Russia claims it may have killed Islamic State leader al-Baghdadi

Key Points
  • Russia's Defense Ministry claimed on Friday it had killed the Islamic State leader, Ibrahim abu Bakr al-Baghdadi, as well as up to 330 other fighters with an air strike on Raqqa at the end of May.
  • The claim has not yet been verified.
Russia claims it may have killed Islamic State leader al-Baghdadi
Russia claims it may have killed Islamic State leader al-Baghdadi

The Russian Defense Ministry believes the leader of the Islamic State militant group, Ibrahim abu Bakr al-Baghdadi, may have been killed by one of its air strikes on the Syrian city of Raqqa.

The ministry said Baghdadi and as many as 330 other fighters had been killed as a result of an air strike on the city at the end of May.

"According to the information that is being checked via various channels, Ibrahim abu Bakr al-Baghdadi, the leader of ISIS was at the conference and was liquidated by the strike," Russia's Defense Ministry said via a Facebook post, according to a translation.

The claim has not yet been verified.

Despite several previous reports of Baghdadi's death, the statement from Moscow's Defense Ministry is the first time Russia has reported the killing of the IS leader.

The ministry said an air strike killed 30 field commanders and up to 300 militants during an ISIS "meeting council" on May 28, near to the southern outskirts of Raqqa.

Islamic State's de facto capital, Raqqa, in Syria is reportedly surrounded to the north, east and west by approaching rebel and Kurdish forces, supported by the U.S.-led coalition.

The Russian Defense Ministry said they had informed Washington of the strike.
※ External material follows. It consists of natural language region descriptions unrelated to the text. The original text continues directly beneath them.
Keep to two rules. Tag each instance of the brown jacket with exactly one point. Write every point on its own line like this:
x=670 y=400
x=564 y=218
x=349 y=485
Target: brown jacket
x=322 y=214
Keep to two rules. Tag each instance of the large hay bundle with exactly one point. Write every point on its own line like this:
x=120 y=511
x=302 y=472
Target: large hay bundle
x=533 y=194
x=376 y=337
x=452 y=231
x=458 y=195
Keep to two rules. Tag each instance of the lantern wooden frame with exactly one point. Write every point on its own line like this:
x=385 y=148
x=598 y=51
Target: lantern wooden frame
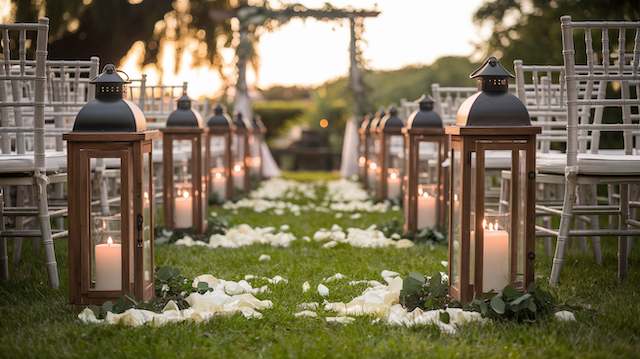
x=196 y=136
x=225 y=133
x=384 y=139
x=129 y=148
x=363 y=151
x=475 y=139
x=412 y=139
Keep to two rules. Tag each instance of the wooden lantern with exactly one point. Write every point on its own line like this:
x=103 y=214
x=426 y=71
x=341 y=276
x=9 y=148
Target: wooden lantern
x=110 y=239
x=363 y=152
x=218 y=154
x=491 y=244
x=184 y=176
x=373 y=150
x=239 y=149
x=425 y=196
x=391 y=156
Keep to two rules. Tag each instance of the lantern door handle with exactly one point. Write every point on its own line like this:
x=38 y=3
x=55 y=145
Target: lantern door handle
x=139 y=225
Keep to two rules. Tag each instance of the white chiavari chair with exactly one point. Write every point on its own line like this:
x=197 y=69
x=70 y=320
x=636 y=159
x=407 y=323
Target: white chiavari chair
x=21 y=75
x=587 y=163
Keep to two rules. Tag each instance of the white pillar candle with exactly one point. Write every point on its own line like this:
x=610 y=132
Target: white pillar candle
x=393 y=183
x=219 y=183
x=108 y=266
x=371 y=174
x=238 y=176
x=495 y=260
x=426 y=209
x=183 y=212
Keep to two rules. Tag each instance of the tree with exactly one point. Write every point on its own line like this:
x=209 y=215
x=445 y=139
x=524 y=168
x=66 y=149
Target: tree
x=530 y=29
x=108 y=28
Colonel John Dorrian, a spokesperson for the U.S.-led coalition told the BBC he had not been able to confirm whether Baghdadi had been killed.
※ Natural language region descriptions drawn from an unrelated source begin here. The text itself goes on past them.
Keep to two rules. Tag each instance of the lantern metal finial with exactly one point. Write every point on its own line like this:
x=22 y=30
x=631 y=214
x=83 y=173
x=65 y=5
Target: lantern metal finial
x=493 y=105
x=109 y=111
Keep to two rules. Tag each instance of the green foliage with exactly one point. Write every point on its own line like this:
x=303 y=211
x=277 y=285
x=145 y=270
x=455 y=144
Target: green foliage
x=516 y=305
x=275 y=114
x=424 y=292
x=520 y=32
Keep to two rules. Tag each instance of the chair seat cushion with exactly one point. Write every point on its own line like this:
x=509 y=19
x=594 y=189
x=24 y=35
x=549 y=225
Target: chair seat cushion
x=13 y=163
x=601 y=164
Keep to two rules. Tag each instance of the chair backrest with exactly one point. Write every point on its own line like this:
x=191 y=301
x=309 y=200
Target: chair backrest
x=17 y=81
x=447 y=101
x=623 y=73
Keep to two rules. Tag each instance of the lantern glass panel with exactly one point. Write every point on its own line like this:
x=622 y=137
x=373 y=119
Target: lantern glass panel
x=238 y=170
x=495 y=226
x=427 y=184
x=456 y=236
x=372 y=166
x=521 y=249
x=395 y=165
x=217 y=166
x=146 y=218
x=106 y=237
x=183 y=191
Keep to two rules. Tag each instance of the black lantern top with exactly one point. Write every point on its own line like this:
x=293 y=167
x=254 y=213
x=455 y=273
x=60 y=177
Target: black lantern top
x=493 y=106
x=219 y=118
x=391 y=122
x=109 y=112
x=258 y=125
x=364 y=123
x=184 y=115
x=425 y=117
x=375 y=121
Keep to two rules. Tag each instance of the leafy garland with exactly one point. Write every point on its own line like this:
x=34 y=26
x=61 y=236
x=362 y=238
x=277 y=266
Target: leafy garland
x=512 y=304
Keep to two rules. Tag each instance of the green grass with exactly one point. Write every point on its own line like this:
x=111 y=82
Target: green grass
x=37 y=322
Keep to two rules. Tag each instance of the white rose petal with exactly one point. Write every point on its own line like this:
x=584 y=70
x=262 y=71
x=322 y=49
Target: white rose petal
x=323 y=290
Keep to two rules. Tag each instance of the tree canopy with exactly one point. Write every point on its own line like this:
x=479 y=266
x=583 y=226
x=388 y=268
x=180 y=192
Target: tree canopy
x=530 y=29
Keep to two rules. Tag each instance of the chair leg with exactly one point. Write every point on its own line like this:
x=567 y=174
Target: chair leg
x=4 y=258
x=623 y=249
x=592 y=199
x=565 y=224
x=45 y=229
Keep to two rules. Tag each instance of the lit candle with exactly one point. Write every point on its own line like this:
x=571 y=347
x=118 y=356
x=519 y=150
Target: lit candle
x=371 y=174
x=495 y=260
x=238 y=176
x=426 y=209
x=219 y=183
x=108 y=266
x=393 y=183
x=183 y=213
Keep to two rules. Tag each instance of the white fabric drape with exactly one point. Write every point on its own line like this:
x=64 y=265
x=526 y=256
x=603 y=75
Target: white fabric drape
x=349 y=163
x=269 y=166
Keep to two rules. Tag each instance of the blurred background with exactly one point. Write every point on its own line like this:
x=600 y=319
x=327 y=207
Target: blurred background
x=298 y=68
There has been no official comment from the Syrian government.

Baghdadi garnered international prominence in June 2014 when, in his only public appearance to date, he was shown delivering a sermon in Mosul after ISIS had taken control of the city.

Reuters had reported that Baghdadi was believed to be "hiding in thousands of square miles of desert" until recently.